If internal API calls are longer than the allowable client timeout, then you will need to find a WebSocket or WebSocket-like alternative. The alternative to WebSockets is to use long-polling (good example with source code here), which is essentially having the client repeatedly make requests until the original task is completed and the data can be sent. Either way, you'll need to use a pub/sub mechanism of some sort to handle multiple users, which is where things can get complicated.
Pub/sub can be complicated and I don't have an example on-hand, but essentially you must (1) have the client subscribe to a channel using a unique identifier (you can do this with CometD via a service channel), (2) evaluate the response, (3) publish the response to the client's subscribed channel, and finally (4) close the channel when it's no longer in use.
I've had some luck with CometD as a library to simplify pub/sub channel management, and it provides a good abstraction for asynchronous communication, although I haven't tried it with Spring and it might be heavy for what you want to do.
Another option that I'm less familiar with is to use Spring with STOMP. This seems to come recommended by others.
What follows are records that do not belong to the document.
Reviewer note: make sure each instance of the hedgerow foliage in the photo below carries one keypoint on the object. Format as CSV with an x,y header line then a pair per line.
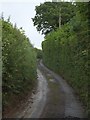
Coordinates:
x,y
19,62
65,51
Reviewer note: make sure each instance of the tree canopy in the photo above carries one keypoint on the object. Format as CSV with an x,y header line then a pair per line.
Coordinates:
x,y
47,15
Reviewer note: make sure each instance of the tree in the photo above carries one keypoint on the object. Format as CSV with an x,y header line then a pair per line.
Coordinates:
x,y
47,15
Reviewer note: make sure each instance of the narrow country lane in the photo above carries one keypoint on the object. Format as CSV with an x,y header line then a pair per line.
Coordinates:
x,y
54,98
61,101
Spring does provide ways to send messages to single users using STOMP: Sending message to specific user on Spring Websocket
I'd recommend following the above STOMP example.
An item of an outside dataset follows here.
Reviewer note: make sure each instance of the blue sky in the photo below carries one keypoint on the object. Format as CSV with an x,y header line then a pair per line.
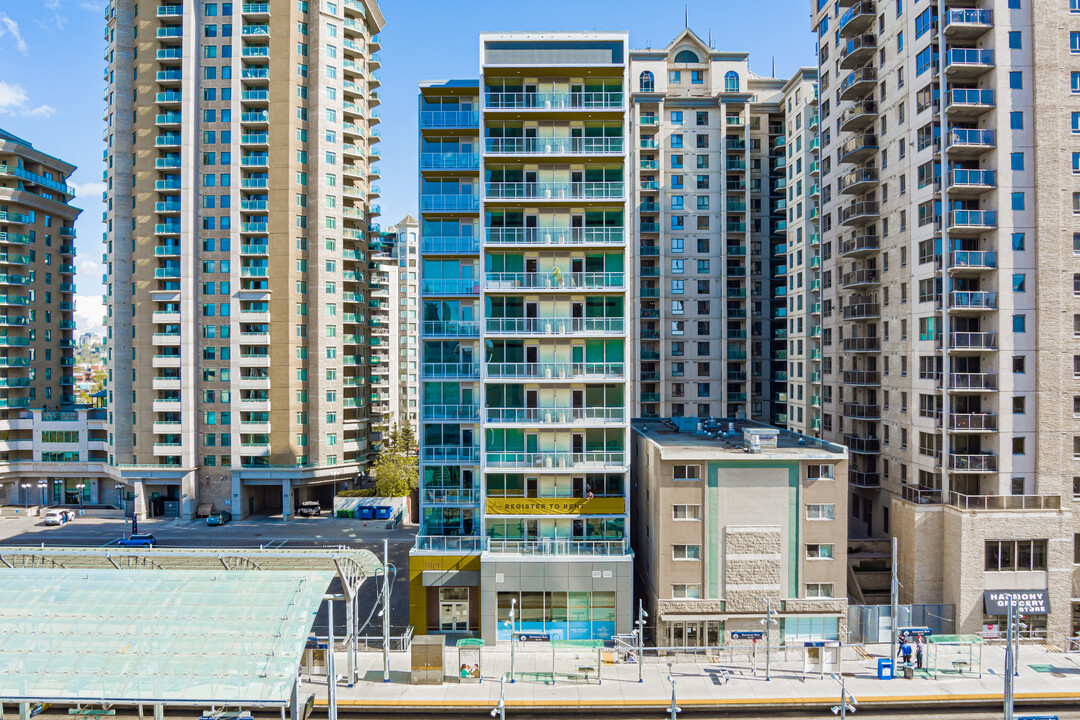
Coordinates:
x,y
51,84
Additional STOMP resources:
As a side note, throttling may be necessary here, too, as with any time that you can spawn long-running threads from clients.
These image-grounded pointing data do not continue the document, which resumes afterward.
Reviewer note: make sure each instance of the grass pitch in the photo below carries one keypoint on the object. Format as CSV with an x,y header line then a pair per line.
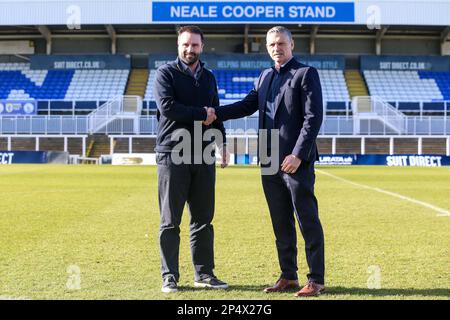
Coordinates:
x,y
90,232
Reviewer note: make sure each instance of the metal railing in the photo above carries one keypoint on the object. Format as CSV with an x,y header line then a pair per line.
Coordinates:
x,y
147,125
374,108
120,107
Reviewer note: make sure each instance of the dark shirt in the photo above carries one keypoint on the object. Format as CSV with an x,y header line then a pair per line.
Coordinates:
x,y
196,73
279,77
180,100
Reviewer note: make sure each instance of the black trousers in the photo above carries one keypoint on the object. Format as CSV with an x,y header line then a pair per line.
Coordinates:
x,y
286,195
178,184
If you choose not to use STOMP or CometD, then a lighter solution could be to roll your own pub/sub for this single case using Spring's DeferredResult
(as in Roger Hughes example), tying the subscription request to the long-poll request via a UUID token, which might also be the session ID if you choose to disallow concurrent requests per user. On subscription, the system can associate the request with a UUID and return this UUID to the client. The client can then make long-poll requests (again, as in Roger Hughes example) but with the UUID attached. The server can wait until the request for the given UUID has completed and then return the result to the client via the client's active long-poll request.
Channel management (i.e., request/UUID-tracking) can be done by clearing the channel on DeferredResult
result retrieval and removing orphan channels with a separate thread acting as a GC -- or, perhaps better yet, automatically clearing orphan channels by removing them on DeferredResult
completion/timeout if no active listeners exist. If you opt for the latter option, you will want to make sure that the client won't have any delay between its long-poll requests so that the DeferredResult
doesn't unintentionally complete with no listeners.